Running Mattermost On Windows

Hi guys,

I work for a large enterprise that generally builds most of its apps on top of Microsoft technologies. My background in development is generally using managed languages, Java, C#, WPF, ASP.NET, on top of Windows and I am afraid to admit that my knowledge of linux is rather limited.

Now, I feel like my company could really benefit from a tool like Mattermost as we are unable to use anything that isn’t self-hosted due to the nature of the work we do. At the moment team communication is generally handled via Skype and Email and it’s all a bit of a mess. Unfortunately, being a primarily Microsoft-oriented company means that the IT guys are quite jittery about firing up a Debian/Ubuntu server and running something like Mattermost from there so I have been investigating the possibility of compiling and running Mattermost on Windows.

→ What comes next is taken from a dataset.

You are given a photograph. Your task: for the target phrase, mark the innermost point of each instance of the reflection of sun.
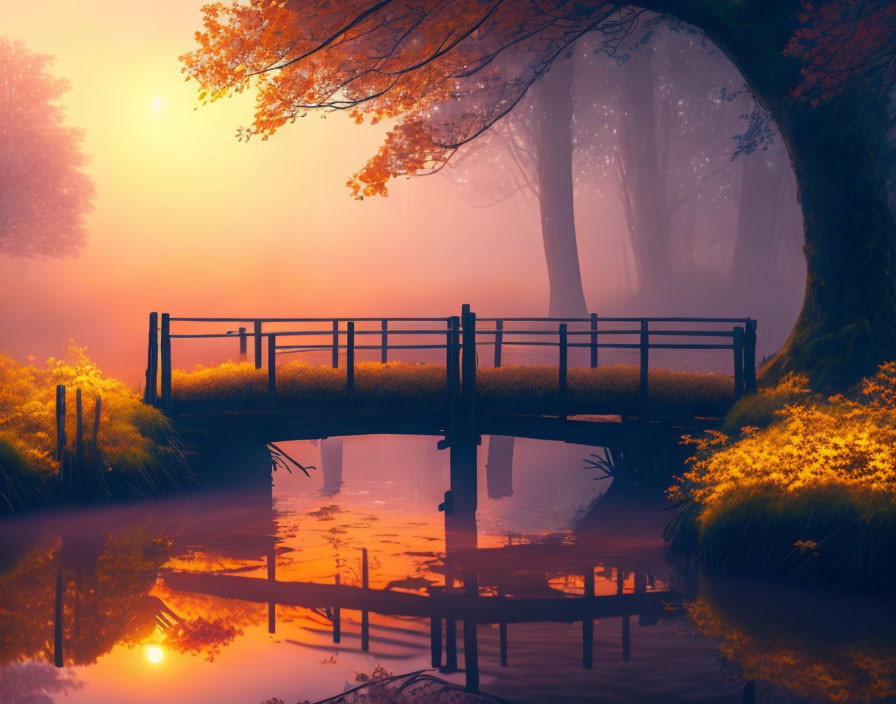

What I have found interesting is that I haven’t seen anyone else really wanting to or needing to do the same thing but it feels like there must be other organisations where it would be a benefit to be able to run Mattermost on a Windows Server instance. After a little fiddling here and there I managed to get Mattermost compiled and running what seems like successfully on my Windows 10 development box running against a Windows install of Postgres.

So after that long-winded introduction I guess my questions are: is there any reason there has been no previous attempt to make a version of Mattermost available for Windows users? With my Windows go-compiled version, am I likely to run into any unforeseen issues or should it run as well as it would under osx/linux?

I have to admit, I cheated slightly and took all the prepared javascript/css/html files from the 1.2.1 release and used them with my own compiled version of the 1.2.1 go source as obviously running in a Windows environment I have no easy way of using a makefile but I presume the same could be achieved in a gulp/grunt script that would work for Windows developers (again, my javascript knowledge is painfully out of date here so I could be wrong!).

Anyway, if anyone could answer those questions I would be very grateful as I think Mattermost could work really well in a Windows environment - especially if I can write some webhooks into TFS and our other eployment tools so that issues can be surfaced in specific channels rather than through crappy emails!

Cheers guys :smiley:,

James.

We’ve thought about it, just wasn’t sure if there was a lot of demand for Windows Server, and we’d need volunteers for testing, documentation, support and troubleshooting.

Could we have your help adding a feature idea so this proposed change could be upvoted?

Hi you. Bravo. What are the basic hardware prerequisites for a mattermost install?

James, this is really useful to know! I’m also looking into running Mattermost self-hosted on Windows.

I’ll have a go at this myself and pop a feature idea in if I can get it working, along with some notes. If you have any tips on the process you took to get it compiled and running on Windows that would be useful.

Thanks.

Getting the go code compiled in Windows is actually pretty easy - if you just set up your Windows go environments, set the required paths and grab the required dependencies it should just build straight off.

The problem for me was the web client side of things. For the life of me I could not get the tools working properly in windows that are used to properly compile up all of the React code properly. This is not so much a Mattermost problem as a problem with the tools themselves - they have known issues in Windows and essentially focus on Linux OS’s.

In the end I used Vagrant to set up a Linux VM to handle the client side of things. This is one hacky way of doing it - you can set up Vagrant to share your Windows code source folder so it’s accessible from within the guest Linux OS and then run watchify/browserify to automatically build your React code changes that you make from within Windows - you just have to change it to poll to detect changes.

If you just want to run the latest release then it’s much simpler - grab the latest distribution which has all the properly compiled React client side code all ready. You simply need to then compile the go code in Windows and you should be good to go!

Great, thanks James. I’m getting there now. The go code is compiled and I have a server running. Just getting the react stuff going now.

The process has been quite painful as while also being stuf to Windows platform I’m hidden behind a corporate firewall too.

Right. I finally got it all working. Building the client required changing a few things (mainly using globify instead of watchify due to Windows CLI lack of globbing). Setting up paths and file locations was also a bit of a challenge…

So basic steps are - set up SQL db, build server, build client, run node and finally run server.

Hi, I got it all working. I compiled the go code in windows. Got the latest distribution and got the compiled react code. run the compiled go file and it works fine. BUT THE BROWSER COULD NOT GET ANY CSS FILE FROM SERVER. I checked the direct link , in my case http://localhost:8065/static/css/bootstrap-3.3.5.min.css , and the css is downloaded. But the browser is not rendering any css. i can see that the css files are listed in the source node of the developer tools in the browser but when i click to see the css there is nothing there. ALSO the browser successfully gets the JS files from server but not the css. Please HELP!